We evaluated the relationship of systolic blood pressure, diastolic blood pressure, pulse pressure, and treatment with antihypertensives with knee osteoarthritis incidence in a US cohort. We performed a longitudinal study (2004-2010) nested within the Osteoarthritis Initiative Study including only individuals without knee osteoarthritis at baseline. Systolic blood pressure, diastolic blood pressure, and pulse pressure were assessed at baseline, 12-, 24-, and 36-month visits. Knee radiographs at baseline, 12-, 24-, 36- and 48-month visits defined radiographic osteoarthritis, Kellgren and Lawrence grade ≥2. We performed logistic regression, adjusting for age, sex, body mass index, NSAID use, number of antihypertensive medications, diabetic medications, and cholesterol medications. One thousand nine hundred and thirty people (6040 observations) were included. Annual incidence rates of radiographic osteoarthritis by systolic blood pressure quartiles (lowest to highest) were 2.1, 3.4, 3.7, and 3.7%. Fully adjusted odds ratios of incident radiographic osteoarthritis (OA) for the 2nd-4th quartiles were 1.6, 1.7, and 1.6 relative to the lowest quartile (p for trend = 0.03). Pulse pressure results were similar. There was no association with diastolic blood pressure. Compared to those not taking any antihypertensive medications, those taking ≥3 had decreased odds (0.4, 0.1-1.0) of developing incident OA. In a US cohort, higher systolic blood pressure and pulse pressure are associated with increased incidence of radiographic knee osteoarthritis while treatment with ≥3 antihypertensive medications was associated with reduced incidence. These findings suggest a new and promising avenue for research on disease modification in knee osteoarthritis.

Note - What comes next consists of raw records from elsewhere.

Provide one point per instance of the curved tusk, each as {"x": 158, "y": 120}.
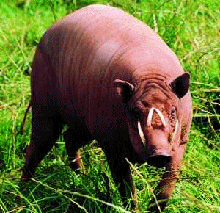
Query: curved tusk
{"x": 149, "y": 117}
{"x": 161, "y": 117}
{"x": 141, "y": 133}
{"x": 175, "y": 131}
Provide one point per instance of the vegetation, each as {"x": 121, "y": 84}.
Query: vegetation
{"x": 192, "y": 29}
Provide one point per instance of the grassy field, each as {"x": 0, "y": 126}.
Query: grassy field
{"x": 192, "y": 29}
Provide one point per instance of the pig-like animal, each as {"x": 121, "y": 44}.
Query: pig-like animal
{"x": 109, "y": 77}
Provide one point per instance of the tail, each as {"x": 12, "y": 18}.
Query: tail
{"x": 25, "y": 115}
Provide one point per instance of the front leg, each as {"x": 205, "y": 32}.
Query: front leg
{"x": 170, "y": 177}
{"x": 120, "y": 170}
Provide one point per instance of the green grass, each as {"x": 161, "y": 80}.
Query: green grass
{"x": 192, "y": 30}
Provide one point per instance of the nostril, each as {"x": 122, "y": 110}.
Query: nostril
{"x": 159, "y": 159}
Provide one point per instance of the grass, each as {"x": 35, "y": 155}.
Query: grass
{"x": 192, "y": 30}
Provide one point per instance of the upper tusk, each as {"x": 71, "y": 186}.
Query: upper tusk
{"x": 161, "y": 117}
{"x": 149, "y": 117}
{"x": 141, "y": 133}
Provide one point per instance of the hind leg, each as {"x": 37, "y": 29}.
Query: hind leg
{"x": 45, "y": 132}
{"x": 75, "y": 137}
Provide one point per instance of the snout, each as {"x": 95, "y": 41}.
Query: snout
{"x": 159, "y": 158}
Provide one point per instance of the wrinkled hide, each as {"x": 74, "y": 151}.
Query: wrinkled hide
{"x": 109, "y": 77}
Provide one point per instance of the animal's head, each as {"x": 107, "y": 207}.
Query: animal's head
{"x": 153, "y": 116}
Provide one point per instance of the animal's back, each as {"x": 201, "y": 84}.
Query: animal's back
{"x": 88, "y": 50}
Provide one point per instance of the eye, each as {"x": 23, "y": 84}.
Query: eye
{"x": 173, "y": 112}
{"x": 136, "y": 113}
{"x": 145, "y": 103}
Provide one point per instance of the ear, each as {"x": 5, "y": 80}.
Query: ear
{"x": 124, "y": 89}
{"x": 180, "y": 85}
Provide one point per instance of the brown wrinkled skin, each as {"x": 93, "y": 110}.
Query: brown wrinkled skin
{"x": 74, "y": 69}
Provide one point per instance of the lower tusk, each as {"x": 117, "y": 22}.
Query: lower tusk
{"x": 149, "y": 117}
{"x": 141, "y": 133}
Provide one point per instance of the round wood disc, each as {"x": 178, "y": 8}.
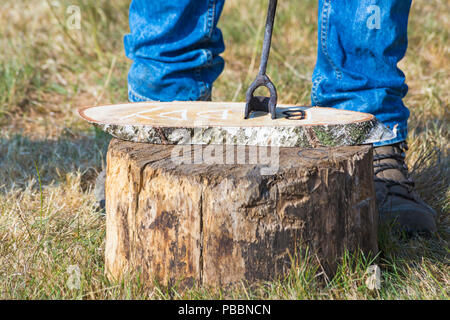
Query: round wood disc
{"x": 224, "y": 123}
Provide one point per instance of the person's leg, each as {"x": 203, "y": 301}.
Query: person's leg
{"x": 175, "y": 48}
{"x": 360, "y": 44}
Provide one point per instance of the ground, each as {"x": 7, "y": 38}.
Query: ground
{"x": 49, "y": 229}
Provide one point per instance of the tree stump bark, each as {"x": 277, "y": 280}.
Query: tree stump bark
{"x": 215, "y": 223}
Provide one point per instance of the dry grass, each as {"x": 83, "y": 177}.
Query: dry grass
{"x": 49, "y": 158}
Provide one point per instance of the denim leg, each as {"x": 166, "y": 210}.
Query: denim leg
{"x": 360, "y": 44}
{"x": 175, "y": 48}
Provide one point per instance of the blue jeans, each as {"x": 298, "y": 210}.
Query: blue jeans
{"x": 176, "y": 45}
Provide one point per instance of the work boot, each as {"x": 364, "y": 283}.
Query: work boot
{"x": 397, "y": 201}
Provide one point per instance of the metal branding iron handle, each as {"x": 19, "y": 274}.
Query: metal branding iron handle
{"x": 263, "y": 103}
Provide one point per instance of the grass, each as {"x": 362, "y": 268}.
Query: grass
{"x": 49, "y": 158}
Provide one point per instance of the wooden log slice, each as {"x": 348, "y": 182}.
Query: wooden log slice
{"x": 223, "y": 123}
{"x": 180, "y": 213}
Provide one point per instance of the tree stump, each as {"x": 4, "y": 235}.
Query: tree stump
{"x": 177, "y": 217}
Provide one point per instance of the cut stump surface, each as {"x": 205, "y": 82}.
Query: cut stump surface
{"x": 217, "y": 224}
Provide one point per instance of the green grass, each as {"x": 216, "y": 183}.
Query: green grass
{"x": 49, "y": 158}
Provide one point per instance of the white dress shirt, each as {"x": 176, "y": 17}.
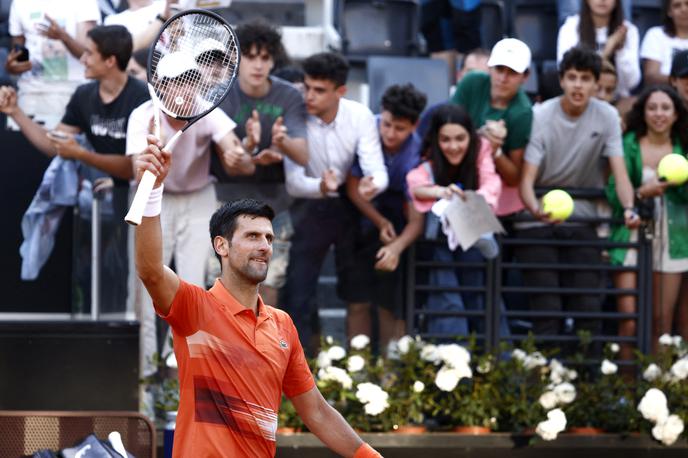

我们评估了收缩压、舒张压、脉压以及降压治疗与美国队列中膝骨关节炎发病的关系。我们进行了一项纵向研究(2004-2010 年),该研究嵌套在 Osteoarthritis Initiative 研究中,仅包括基线时无膝骨关节炎的个体。在基线、12、24 和 36 个月访视时评估收缩压、舒张压和脉压。基线、12、24、36 和 48 个月访视的膝关节 X 线片定义为放射学骨关节炎,Kellgren 和 Lawrence 分级≥2 级。我们进行了逻辑回归分析,调整了年龄、性别、体重指数、非甾体抗炎药使用、降压药物数量、糖尿病药物和胆固醇药物。共纳入 1930 人(6040 次观察)。按收缩压四分位(从低到高)计算,放射学骨关节炎的年发病率分别为 2.1%、3.4%、3.7%和 3.7%。第 2-4 四分位的新发放射学骨关节炎(OA)的完全调整比值比分别为最低四分位的 1.6、1.7 和 1.6(趋势检验 p = 0.03)。脉压结果相似。与舒张压无关联。与未服用任何降压药物者相比,服用≥3 种降压药物者发生新发 OA 的几率降低(0.4,0.1-1.0)。在一个美国队列中,较高的收缩压和脉压与放射学膝关节骨关节炎发病率增加相关,而服用≥3 种降压药物与发病率降低相关。这些发现为膝关节骨关节炎疾病修饰的研究提供了一个新的、有希望的途径。